Il quarto motivo è parimenti fondato. Giova rilevare che, sulla base del consolidato orientamento di questa Corte, cui il collegio intende dare continuità, l’ammissione allo stato passivo di crediti sia previdenziali che tributari, può essere richiesta dalle società concessionarie per la riscossione, sulla base del semplice estratto-ruolo, senza che occorra, in difetto di espressa norma di legge, la previa notifica della cartella esattoriale, salva la necessità, in caso di contestazioni del curatore, per i crediti tributari, di provvedere all’ammissione con riserva, e per i crediti previdenziali, in quanto assoggettati alla giurisdizione del giudice ordinario, della necessità da parte del concessionario di integrare la prova con altri documenti giustificativi in possesso dell’ente previdenziale (Cass., n. 2732/19; n. 24589/19).
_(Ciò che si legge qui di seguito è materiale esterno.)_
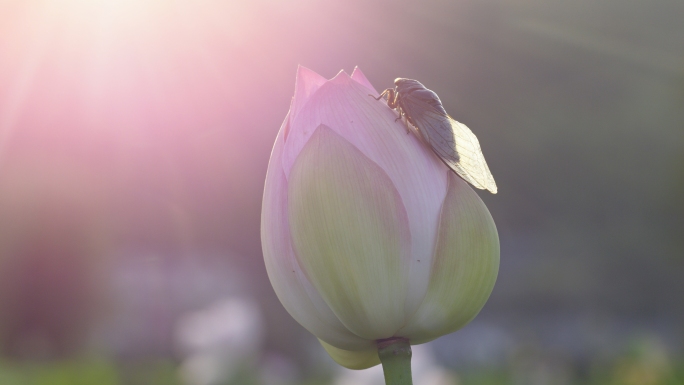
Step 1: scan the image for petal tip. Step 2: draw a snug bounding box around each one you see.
[351,66,378,94]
Il quinto motivo è da ritenere assorbito dall’accoglimento degli altri.

Per quanto esposto, in accoglimento dei primi quattro motivi, il decreto impugnato va cassato, con rinvio al Tribunale, in diversa composizione.

P.Q.M.

La Corte accoglie i primi quattro motivi del ricorso, assorbito il quinto, cassa il decreto impugnato e rinvia al Tribunale di Napoli Nord, in diversa composizione.

Così deciso in Roma, nella Camera di consiglio, il 8 aprile 2021.